By Dan Haag
Who doesn’t love vacation? I love time away from work, chores and the other regular, often mind-numbing monotony of everyday life. For me, vacations are a must, as essential to my continued well-being as oxygen or beer.
If I’m being completely honest, you NEED me to have a vacation. As someone who works with the public, I can’t be held responsible for how I might react to having my vacation rights revoked. The results would probably be something along the lines of when those cute, cuddly creatures in the film “Gremlins” were exposed to water.
For folks who live on the Oregon coast, summer is when you plan your vacation — not take it. Getting away in the middle of summer is impossible. Asking for time off during the high-season is a non-starter with most employers. At a restaurant where I worked, I was told, in no uncertain terms by management, that asking for a day off would get you laughed out of the room; taking a day off in the summer was an offense akin to treason. The comparison was a fair one: both are punishable by death by firing squad.
So we set our sights on winter when the driving rain lets us feel pretty darn smug about jetting off to Maui or Cabo.
Planning is most of the fun. Tables become littered with brochures and magazines from our destination. Luggage gets pulled out of storage. Plans are made to lose weight and discarded almost immediately. It’s a glorious time.
Maps are the best part. Full of color and symbols and stretches of highway we haven’t yet discovered, they contain a treasure trove of knowledge.
I love maps.
Which brings me to my point: in the name of all that is holy, some of you need to use a map more often.
This request comes from the very fiber of my being to all of you about to set out on your vacation voyage. Because we both know what will happen if you don’t. You’ll consult your GPS and end up in my driveway asking if this is the way to the State Park and I’ll answer by spraying you with the hose and it’ll just turn into a whole thing.
It feels like map use is becoming extinct, and it shows. I’ve met people who ask me where the ocean is less a hundred feet from the beach. I’ve been asked if the sun sets in the west on this coast. I’ve been asked if Neahkahnie Mountain is Mt. Saint Helens. At least one of those questions could have been answered with 5 minutes of quiet time and a AAA road atlas.
Without a trusty map, travelers seem to treat distances as a novel concept. Recently, someone told me they were starting their day out in Manzanita, lunch in Tillamook, jaunting over to wine country to tour several vineyards, down to Crater Lake for a hike, back over to the Oregon Dunes, and back in Manzanita in time for a 7 pm dinner reservation. After containing the mushroom clouds going off in my skull, I calmly explained to them they might need to add another day or two to their itinerary.
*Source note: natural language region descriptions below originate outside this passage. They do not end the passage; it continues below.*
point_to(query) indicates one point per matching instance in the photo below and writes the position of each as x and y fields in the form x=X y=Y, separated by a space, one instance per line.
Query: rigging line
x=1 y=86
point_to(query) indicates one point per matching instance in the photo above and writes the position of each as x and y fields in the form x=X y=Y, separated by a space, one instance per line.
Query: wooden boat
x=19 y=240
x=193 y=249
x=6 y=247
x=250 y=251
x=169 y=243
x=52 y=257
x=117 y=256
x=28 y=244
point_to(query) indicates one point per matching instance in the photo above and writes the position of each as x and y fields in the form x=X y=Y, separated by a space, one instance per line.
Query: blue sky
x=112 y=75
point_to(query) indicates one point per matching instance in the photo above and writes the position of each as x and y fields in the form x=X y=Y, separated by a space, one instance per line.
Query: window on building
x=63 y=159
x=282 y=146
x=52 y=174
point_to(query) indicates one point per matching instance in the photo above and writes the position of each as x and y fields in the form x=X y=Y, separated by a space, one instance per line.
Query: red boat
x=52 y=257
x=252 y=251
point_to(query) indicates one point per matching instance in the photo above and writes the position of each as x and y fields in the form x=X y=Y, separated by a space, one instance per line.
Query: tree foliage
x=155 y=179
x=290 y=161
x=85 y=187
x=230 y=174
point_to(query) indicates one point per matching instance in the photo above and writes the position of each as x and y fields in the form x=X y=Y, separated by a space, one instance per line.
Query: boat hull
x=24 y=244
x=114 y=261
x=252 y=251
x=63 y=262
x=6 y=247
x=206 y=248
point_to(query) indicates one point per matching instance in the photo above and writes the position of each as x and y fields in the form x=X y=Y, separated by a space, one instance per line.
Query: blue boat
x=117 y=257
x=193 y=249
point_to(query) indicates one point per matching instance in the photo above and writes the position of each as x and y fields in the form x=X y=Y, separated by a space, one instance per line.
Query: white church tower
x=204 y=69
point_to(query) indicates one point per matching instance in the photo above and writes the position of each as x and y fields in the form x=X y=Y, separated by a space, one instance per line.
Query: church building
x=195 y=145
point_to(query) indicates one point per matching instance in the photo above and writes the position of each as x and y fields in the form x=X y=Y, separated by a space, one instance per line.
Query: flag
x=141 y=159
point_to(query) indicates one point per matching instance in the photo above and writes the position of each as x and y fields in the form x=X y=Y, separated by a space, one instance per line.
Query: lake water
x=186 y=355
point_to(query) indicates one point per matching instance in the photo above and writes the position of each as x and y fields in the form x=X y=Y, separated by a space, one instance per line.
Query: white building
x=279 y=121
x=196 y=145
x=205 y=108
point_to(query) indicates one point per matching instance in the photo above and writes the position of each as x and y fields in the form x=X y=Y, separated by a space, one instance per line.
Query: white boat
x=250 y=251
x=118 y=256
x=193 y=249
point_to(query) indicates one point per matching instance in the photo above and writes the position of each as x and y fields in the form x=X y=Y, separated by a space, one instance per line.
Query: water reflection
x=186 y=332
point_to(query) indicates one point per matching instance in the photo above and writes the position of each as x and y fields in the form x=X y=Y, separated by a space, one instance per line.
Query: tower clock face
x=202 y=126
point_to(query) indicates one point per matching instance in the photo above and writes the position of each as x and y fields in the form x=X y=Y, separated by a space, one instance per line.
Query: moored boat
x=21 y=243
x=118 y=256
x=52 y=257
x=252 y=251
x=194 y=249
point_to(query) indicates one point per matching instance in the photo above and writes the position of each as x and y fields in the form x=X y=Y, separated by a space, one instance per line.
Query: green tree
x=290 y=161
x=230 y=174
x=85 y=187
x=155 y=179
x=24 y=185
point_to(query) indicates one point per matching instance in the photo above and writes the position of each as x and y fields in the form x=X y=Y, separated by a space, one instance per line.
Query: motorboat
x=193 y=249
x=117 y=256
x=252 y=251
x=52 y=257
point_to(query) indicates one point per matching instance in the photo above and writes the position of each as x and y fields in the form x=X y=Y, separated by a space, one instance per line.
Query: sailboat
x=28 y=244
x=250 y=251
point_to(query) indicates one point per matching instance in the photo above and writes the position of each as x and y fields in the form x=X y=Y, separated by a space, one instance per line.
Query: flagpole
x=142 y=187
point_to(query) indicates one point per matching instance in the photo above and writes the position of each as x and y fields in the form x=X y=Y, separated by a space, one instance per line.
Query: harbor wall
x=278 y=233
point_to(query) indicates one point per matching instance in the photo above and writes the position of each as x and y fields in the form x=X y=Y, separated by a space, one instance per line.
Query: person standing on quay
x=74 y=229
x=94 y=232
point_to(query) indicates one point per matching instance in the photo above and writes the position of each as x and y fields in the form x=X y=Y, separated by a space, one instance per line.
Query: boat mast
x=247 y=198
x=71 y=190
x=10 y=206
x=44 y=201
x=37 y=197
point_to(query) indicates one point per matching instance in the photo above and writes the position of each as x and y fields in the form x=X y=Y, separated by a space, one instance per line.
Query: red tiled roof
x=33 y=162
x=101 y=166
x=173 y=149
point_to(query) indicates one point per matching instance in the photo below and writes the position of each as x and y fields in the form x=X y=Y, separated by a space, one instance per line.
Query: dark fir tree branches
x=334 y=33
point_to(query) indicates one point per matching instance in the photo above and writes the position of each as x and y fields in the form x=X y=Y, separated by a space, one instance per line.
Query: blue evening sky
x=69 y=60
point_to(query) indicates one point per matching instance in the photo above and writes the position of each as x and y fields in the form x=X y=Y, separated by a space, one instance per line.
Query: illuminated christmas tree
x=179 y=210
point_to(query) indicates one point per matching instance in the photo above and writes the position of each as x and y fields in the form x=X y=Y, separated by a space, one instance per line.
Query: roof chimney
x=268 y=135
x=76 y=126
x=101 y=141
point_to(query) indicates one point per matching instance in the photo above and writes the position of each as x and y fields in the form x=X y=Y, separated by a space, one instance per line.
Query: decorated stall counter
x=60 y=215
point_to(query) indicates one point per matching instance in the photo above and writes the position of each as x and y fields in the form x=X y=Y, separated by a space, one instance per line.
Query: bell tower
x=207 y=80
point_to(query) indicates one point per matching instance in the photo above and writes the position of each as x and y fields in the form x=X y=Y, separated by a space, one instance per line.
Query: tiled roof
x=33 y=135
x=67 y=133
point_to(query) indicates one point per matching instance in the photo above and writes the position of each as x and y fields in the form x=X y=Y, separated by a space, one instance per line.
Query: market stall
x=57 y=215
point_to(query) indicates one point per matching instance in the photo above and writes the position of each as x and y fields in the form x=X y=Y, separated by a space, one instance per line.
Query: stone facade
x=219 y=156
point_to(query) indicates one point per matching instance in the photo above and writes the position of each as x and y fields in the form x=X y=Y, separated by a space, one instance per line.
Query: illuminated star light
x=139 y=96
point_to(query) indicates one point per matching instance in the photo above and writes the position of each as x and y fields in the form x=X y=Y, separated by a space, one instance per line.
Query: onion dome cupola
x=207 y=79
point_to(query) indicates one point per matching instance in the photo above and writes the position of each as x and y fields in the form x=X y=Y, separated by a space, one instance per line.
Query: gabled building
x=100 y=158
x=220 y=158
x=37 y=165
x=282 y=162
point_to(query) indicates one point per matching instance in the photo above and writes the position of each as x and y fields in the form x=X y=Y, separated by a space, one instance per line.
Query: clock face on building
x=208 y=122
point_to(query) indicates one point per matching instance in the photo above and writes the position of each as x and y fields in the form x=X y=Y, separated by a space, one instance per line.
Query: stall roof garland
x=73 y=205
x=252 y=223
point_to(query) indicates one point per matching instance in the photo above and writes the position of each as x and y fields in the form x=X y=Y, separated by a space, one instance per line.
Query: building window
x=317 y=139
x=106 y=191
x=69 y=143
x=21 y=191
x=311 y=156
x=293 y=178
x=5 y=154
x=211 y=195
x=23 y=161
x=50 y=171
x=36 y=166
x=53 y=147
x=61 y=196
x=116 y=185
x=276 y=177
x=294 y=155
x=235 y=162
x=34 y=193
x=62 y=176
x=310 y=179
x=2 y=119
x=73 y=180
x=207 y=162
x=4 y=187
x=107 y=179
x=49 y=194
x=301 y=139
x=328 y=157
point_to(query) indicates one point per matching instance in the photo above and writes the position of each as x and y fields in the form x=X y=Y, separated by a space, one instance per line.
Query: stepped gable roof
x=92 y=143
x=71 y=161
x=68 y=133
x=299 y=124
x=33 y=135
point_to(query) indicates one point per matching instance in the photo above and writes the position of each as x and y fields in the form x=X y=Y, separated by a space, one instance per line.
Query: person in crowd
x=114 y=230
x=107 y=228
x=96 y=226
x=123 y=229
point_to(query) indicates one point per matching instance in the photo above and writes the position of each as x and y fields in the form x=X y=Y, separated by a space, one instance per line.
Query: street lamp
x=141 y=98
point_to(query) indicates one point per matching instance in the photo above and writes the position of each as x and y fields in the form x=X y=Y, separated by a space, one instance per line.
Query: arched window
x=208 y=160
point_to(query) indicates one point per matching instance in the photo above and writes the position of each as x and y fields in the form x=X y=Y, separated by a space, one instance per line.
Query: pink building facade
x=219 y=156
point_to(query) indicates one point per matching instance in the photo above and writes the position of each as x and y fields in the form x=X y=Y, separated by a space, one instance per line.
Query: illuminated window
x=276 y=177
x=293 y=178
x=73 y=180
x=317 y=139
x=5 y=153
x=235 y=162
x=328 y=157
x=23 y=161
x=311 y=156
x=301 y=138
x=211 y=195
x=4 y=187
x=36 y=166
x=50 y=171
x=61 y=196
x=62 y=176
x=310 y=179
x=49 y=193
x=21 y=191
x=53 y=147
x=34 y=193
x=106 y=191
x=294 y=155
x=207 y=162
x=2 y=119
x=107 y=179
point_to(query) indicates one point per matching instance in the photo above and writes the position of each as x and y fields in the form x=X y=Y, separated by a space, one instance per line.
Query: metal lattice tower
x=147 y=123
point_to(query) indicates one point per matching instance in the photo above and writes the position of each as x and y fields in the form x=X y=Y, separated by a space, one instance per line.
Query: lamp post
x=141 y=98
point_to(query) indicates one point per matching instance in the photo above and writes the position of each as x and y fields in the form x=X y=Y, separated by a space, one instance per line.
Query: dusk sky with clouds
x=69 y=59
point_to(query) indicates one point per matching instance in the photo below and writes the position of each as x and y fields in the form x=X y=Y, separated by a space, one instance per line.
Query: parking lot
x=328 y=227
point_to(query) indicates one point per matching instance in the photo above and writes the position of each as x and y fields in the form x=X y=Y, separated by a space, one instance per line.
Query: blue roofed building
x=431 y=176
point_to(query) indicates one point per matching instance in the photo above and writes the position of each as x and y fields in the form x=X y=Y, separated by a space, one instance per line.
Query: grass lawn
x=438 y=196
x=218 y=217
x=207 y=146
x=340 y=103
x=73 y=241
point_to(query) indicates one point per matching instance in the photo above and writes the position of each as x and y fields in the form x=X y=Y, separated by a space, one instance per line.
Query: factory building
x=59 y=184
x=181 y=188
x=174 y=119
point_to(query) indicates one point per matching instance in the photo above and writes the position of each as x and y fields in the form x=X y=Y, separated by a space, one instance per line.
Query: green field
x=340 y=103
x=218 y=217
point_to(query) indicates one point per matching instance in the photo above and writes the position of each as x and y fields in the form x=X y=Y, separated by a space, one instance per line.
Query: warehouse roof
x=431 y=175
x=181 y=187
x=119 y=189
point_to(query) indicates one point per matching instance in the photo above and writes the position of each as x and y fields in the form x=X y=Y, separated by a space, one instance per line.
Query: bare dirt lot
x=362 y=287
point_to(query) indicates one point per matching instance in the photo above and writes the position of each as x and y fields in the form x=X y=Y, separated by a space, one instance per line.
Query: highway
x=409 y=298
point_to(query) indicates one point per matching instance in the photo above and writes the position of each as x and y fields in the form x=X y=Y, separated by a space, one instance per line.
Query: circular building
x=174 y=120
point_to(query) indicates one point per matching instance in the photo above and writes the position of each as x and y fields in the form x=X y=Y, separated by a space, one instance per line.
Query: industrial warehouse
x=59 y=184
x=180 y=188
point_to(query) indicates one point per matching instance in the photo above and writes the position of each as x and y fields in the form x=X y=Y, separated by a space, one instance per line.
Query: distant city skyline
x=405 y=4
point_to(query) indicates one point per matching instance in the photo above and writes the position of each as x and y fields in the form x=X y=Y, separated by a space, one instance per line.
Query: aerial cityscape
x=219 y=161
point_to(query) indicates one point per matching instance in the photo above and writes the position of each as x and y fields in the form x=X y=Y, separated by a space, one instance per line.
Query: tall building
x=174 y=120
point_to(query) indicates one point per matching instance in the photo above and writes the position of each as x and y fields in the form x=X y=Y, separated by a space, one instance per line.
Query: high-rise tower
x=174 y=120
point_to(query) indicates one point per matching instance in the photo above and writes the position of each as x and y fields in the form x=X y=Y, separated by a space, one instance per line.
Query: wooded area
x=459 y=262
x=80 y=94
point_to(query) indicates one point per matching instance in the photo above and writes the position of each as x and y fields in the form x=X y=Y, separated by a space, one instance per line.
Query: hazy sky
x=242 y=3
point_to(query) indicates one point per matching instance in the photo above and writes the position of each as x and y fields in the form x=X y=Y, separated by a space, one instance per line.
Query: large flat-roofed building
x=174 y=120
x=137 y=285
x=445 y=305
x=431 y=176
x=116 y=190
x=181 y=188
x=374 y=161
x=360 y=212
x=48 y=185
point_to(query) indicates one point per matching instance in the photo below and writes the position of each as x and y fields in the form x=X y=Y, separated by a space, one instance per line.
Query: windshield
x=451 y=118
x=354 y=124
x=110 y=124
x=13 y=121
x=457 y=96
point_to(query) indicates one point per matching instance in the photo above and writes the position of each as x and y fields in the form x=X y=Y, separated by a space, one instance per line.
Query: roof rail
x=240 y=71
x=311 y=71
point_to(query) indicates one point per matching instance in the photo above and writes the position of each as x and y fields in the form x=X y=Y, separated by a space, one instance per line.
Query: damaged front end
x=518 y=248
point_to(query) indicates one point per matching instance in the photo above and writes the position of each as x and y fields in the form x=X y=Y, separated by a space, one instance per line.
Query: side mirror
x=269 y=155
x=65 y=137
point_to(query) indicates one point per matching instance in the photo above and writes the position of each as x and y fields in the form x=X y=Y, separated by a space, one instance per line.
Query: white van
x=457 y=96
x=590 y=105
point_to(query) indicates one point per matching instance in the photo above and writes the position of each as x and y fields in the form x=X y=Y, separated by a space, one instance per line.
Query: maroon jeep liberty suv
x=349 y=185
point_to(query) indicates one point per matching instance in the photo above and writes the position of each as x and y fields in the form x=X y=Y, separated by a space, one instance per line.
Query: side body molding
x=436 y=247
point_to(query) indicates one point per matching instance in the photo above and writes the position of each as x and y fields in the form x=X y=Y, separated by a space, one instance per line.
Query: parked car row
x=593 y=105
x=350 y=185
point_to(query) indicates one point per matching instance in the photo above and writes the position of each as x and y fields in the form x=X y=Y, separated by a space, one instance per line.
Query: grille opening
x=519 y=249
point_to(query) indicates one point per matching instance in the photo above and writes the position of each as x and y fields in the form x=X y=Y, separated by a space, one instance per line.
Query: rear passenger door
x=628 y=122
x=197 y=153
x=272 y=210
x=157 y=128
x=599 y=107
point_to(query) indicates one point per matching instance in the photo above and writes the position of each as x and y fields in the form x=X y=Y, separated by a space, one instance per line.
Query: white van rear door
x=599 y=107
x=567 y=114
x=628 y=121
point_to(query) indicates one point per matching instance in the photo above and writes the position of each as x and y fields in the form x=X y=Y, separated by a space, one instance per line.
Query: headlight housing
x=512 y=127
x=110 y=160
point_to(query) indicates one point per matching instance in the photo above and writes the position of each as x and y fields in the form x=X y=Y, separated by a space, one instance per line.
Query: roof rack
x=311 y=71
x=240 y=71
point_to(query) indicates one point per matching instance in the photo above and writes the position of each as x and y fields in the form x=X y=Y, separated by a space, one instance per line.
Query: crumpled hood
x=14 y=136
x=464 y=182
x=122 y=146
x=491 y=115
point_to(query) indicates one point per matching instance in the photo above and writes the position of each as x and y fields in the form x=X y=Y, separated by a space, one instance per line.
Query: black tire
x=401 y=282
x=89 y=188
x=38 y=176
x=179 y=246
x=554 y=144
Or invent some sort of time machine. I offered them a map, which they refused and it was the last I ever saw of them. I often wonder if they are still out there somewhere, wandering the wilderness, glassy-eyed and arguing over why they didn’t use a map.
Maps are fun, much more than GPS or Google Maps. A lot more accurate, too. Every time I’ve driven somewhere using a map, I get there without a hitch: “Look there!” I exclaim. “It’s Yellowstone, just like it said on the map it would be!” (end scene).
My one and only experience with GPS promised to take me to a Costco store, but instead led me to an empty field with a half-rusted sign that looked suspiciously like a radiation warning. The many craters that pocked the field gave it that sort of “haunted mine field” look. My wife, ever-helpful, suggested I had used the GPS wrong.
Well, of course I had! Not having a degree from MIT, chances are pretty decent that I did indeed use the GPS incorrectly, especially since most of the keys and symbols looked like ancient Aramaic.
Never once with a good old paper map did I have that kind of problem. Or at least once I did, I never repeated the same mistake twice.
Maps are cheap, often free, and always fun. They don’t have to be recharged and are easy to replace.
Most importantly, they save you the heartache of being in a stranger’s driveway and getting sprayed with a garden hose when you could be on the road to your real destination.